The official definition of a recession is when there is negative economic growth for two consecutive quarters. (i.e. for 6 months)
However, in practise people may talk about recession, even when the economy is growing very slowly. In economics we sometimes refer to this as a growth recession. This is because when economic growth is very low it means that we usually see many of the common features of recession.
In a recession the following usually occurs.
1. Lower Incomes
2. Rising Unemployment
3. Lower inflation
4. Higher Government Borrowing
5. Fall in sales of houses.
6. Fall in Business and consumer confidence
7. More spare capacity in the economy.
Note, the US economy is still someway off recession. Economic Growth is less than 2%, but, there is no immediate danger of leading to negative growth.
The problem in the US is that:
1. The Housing Market is in decline. In many cities house prices are falling.
2. The Stock market is falling, Partly due to the sub prime mortgage lending problems.

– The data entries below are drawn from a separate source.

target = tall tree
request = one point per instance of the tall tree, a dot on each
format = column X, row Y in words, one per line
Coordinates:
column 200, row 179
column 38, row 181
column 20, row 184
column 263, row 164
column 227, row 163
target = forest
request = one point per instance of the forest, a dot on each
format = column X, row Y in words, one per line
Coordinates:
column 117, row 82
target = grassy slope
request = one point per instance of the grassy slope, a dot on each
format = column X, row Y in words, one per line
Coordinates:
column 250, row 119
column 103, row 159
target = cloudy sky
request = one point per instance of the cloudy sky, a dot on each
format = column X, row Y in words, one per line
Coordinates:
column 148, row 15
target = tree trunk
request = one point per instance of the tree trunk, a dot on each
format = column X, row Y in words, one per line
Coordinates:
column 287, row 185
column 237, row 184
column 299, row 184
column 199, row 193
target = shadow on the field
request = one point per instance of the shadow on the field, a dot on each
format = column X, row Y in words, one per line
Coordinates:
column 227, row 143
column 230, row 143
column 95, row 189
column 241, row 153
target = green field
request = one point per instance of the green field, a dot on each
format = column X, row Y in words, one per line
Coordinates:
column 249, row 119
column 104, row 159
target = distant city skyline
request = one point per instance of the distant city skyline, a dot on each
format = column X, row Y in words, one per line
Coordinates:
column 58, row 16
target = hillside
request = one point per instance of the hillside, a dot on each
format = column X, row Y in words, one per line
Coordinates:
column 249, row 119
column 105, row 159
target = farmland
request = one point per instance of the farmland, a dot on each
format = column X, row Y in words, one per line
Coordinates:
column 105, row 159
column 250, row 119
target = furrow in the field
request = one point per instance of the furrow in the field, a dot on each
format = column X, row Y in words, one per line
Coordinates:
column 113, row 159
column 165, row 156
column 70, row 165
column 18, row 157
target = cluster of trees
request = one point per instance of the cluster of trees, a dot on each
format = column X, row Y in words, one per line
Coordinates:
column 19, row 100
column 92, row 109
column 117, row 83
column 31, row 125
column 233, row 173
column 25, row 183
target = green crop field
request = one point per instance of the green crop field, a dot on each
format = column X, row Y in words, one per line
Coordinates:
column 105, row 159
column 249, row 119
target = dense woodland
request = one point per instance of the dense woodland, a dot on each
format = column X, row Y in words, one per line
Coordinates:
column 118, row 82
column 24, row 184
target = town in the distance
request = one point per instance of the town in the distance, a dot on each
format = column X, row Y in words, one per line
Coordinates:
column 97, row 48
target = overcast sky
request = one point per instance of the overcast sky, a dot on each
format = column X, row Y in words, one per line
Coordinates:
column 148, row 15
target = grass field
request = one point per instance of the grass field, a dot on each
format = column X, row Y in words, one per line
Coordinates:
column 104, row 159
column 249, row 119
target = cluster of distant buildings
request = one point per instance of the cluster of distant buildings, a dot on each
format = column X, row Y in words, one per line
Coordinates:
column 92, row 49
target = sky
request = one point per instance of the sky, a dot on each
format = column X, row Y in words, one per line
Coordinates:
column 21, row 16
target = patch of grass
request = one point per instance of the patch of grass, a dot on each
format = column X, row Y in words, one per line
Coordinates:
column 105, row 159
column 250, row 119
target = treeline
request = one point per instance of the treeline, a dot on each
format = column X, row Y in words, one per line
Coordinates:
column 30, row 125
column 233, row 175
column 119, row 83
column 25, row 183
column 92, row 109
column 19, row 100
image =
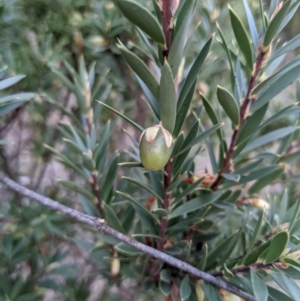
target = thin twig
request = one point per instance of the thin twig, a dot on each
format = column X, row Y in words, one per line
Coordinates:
column 101, row 225
column 243, row 115
column 243, row 269
column 167, row 25
column 166, row 13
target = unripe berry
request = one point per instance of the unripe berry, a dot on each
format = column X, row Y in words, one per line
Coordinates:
column 156, row 145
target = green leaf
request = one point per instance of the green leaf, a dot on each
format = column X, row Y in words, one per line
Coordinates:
column 178, row 41
column 211, row 114
column 145, row 215
column 251, row 24
column 229, row 105
column 195, row 204
column 100, row 151
column 294, row 216
column 138, row 183
column 188, row 190
column 288, row 111
column 283, row 206
column 255, row 234
column 17, row 97
column 178, row 161
column 286, row 283
column 231, row 177
column 141, row 17
column 201, row 265
column 10, row 81
column 182, row 113
column 109, row 178
column 211, row 292
column 199, row 138
column 258, row 173
column 264, row 181
column 167, row 98
column 275, row 24
column 277, row 246
column 141, row 69
column 278, row 84
column 241, row 38
column 278, row 295
column 151, row 99
column 286, row 47
column 193, row 73
column 268, row 83
column 185, row 288
column 130, row 164
column 150, row 48
column 225, row 46
column 259, row 288
column 112, row 219
column 6, row 108
column 75, row 187
column 254, row 255
column 123, row 116
column 268, row 138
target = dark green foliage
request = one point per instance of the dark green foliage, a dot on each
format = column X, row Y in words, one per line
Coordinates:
column 224, row 205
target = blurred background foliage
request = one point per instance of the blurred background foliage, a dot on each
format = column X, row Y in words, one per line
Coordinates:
column 44, row 255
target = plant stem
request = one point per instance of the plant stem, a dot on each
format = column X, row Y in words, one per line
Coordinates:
column 166, row 204
column 243, row 269
column 167, row 25
column 101, row 225
column 243, row 115
column 168, row 168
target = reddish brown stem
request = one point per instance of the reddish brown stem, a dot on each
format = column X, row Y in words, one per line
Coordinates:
column 166, row 204
column 167, row 25
column 96, row 193
column 244, row 269
column 243, row 115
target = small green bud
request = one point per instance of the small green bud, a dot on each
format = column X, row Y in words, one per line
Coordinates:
column 156, row 145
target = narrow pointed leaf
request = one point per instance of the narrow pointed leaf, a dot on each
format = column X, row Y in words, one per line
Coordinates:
column 195, row 204
column 225, row 46
column 178, row 42
column 242, row 38
column 268, row 138
column 229, row 105
column 121, row 115
column 277, row 246
column 251, row 24
column 200, row 137
column 285, row 48
column 167, row 98
column 255, row 233
column 272, row 30
column 182, row 113
column 193, row 73
column 10, row 81
column 143, row 186
column 141, row 17
column 259, row 288
column 141, row 69
column 151, row 99
column 286, row 283
column 264, row 181
column 112, row 219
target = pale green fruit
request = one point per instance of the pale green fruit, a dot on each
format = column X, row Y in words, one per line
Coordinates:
column 156, row 145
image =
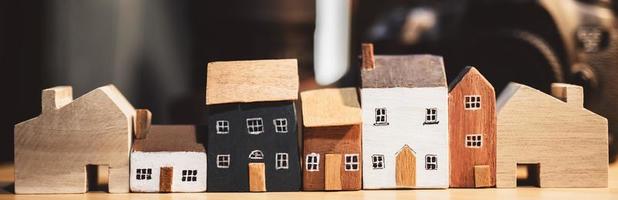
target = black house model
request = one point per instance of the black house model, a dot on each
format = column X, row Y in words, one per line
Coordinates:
column 252, row 136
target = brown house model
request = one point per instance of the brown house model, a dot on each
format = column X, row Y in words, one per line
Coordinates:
column 565, row 144
column 472, row 130
column 53, row 149
column 332, row 139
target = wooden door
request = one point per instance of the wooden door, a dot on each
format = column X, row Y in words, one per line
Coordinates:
column 257, row 177
column 405, row 168
column 332, row 173
column 165, row 179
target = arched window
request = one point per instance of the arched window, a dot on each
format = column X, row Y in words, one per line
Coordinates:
column 256, row 155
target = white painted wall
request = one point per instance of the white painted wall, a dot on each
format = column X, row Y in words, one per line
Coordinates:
column 406, row 114
column 178, row 160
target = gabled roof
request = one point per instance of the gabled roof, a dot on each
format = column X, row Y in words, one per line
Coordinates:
column 405, row 71
column 169, row 138
column 251, row 81
column 330, row 107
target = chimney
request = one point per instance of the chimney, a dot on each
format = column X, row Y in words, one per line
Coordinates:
column 571, row 94
column 55, row 98
column 143, row 119
column 367, row 56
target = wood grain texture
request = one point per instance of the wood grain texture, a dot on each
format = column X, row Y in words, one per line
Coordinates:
column 464, row 122
column 405, row 168
column 257, row 177
column 143, row 121
column 330, row 107
column 332, row 140
column 569, row 142
column 252, row 81
column 53, row 149
column 165, row 182
column 332, row 172
column 483, row 176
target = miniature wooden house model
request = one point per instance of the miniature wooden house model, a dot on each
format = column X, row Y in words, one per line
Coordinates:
column 167, row 158
column 331, row 139
column 405, row 121
column 252, row 136
column 565, row 144
column 53, row 149
column 472, row 130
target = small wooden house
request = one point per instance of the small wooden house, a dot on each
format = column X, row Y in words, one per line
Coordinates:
column 53, row 150
column 168, row 158
column 555, row 138
column 405, row 121
column 252, row 127
column 331, row 139
column 472, row 130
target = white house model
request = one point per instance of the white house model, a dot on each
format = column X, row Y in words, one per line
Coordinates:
column 405, row 122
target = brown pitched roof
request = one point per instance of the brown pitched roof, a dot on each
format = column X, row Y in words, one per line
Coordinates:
column 405, row 71
column 251, row 81
column 330, row 107
column 169, row 138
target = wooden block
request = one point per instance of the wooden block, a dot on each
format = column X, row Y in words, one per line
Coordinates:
column 165, row 179
column 332, row 175
column 143, row 119
column 257, row 178
column 569, row 141
column 482, row 176
column 53, row 149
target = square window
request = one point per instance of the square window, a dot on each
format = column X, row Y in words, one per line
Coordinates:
column 223, row 127
column 255, row 126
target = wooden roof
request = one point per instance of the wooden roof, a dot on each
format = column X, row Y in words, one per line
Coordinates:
column 169, row 138
column 405, row 71
column 251, row 81
column 330, row 107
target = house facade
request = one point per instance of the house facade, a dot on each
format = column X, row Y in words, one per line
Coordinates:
column 332, row 157
column 472, row 130
column 252, row 126
column 168, row 159
column 405, row 122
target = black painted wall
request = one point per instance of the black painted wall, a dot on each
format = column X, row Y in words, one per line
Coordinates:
column 239, row 144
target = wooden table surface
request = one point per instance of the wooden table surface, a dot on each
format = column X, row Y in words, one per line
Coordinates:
column 6, row 182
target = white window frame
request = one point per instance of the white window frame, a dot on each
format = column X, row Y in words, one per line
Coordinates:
column 351, row 164
column 312, row 162
column 472, row 140
column 226, row 158
column 223, row 124
column 379, row 115
column 252, row 128
column 256, row 155
column 432, row 114
column 431, row 162
column 472, row 102
column 283, row 125
column 282, row 161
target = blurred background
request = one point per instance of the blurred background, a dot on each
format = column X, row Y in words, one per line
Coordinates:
column 156, row 51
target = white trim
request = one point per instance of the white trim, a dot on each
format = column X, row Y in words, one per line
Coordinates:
column 224, row 161
column 257, row 128
column 314, row 162
column 256, row 155
column 472, row 102
column 222, row 124
column 474, row 141
column 351, row 164
column 282, row 162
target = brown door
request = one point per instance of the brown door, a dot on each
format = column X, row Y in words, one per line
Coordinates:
column 332, row 173
column 405, row 168
column 165, row 179
column 257, row 178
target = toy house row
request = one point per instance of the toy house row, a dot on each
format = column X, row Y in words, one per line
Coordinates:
column 404, row 128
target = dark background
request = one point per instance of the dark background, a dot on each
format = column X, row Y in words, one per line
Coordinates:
column 156, row 51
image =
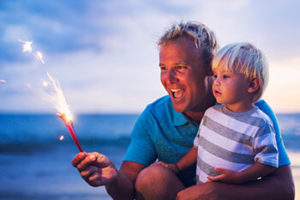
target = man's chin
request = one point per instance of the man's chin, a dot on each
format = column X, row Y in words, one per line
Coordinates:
column 178, row 107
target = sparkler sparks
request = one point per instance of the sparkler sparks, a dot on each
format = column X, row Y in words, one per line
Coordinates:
column 61, row 138
column 39, row 56
column 61, row 104
column 26, row 46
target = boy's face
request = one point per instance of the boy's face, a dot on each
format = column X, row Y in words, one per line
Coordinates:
column 183, row 75
column 231, row 89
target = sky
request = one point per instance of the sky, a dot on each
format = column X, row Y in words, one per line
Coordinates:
column 105, row 57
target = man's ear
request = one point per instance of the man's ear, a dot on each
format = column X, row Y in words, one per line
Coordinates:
column 254, row 85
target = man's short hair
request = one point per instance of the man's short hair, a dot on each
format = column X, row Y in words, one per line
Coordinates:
column 246, row 59
column 204, row 39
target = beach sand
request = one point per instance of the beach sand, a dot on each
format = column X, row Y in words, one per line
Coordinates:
column 50, row 175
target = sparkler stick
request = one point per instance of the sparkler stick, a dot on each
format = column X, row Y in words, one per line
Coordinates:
column 70, row 128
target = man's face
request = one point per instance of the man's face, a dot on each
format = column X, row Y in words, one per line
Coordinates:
column 183, row 75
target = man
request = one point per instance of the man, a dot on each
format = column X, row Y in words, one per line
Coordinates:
column 167, row 127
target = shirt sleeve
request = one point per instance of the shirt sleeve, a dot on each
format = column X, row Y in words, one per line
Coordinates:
column 141, row 149
column 283, row 156
column 264, row 146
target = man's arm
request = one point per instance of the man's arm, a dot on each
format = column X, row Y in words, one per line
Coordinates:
column 251, row 173
column 279, row 185
column 123, row 186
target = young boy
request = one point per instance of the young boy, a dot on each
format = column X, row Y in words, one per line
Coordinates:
column 235, row 142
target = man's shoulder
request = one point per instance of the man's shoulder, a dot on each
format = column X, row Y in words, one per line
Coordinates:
column 160, row 105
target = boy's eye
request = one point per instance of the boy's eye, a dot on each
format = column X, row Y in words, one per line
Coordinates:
column 225, row 76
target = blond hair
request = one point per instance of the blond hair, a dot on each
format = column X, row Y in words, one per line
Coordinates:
column 204, row 39
column 246, row 59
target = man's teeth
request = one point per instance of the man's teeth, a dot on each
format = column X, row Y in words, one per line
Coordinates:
column 177, row 93
column 175, row 90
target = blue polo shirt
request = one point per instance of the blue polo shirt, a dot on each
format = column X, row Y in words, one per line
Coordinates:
column 164, row 134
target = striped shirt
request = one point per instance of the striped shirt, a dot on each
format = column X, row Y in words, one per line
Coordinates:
column 234, row 141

3. There are fundamental imbalances in the US economy
- low savings ratio,
- high debt levels,
- trade deficit and
- government fiscal deficit.
- Weakness of the dollar (related to trade deficit)
People are concerned that the combination of falling house prices, falling share prices and rising interest rates are likely to cause a recession.
If people fear a recession is about to occur, this fear can often make it happen. If you feel there may be a recession in the future then you will cut back on spending and this can cause a further fall in AD.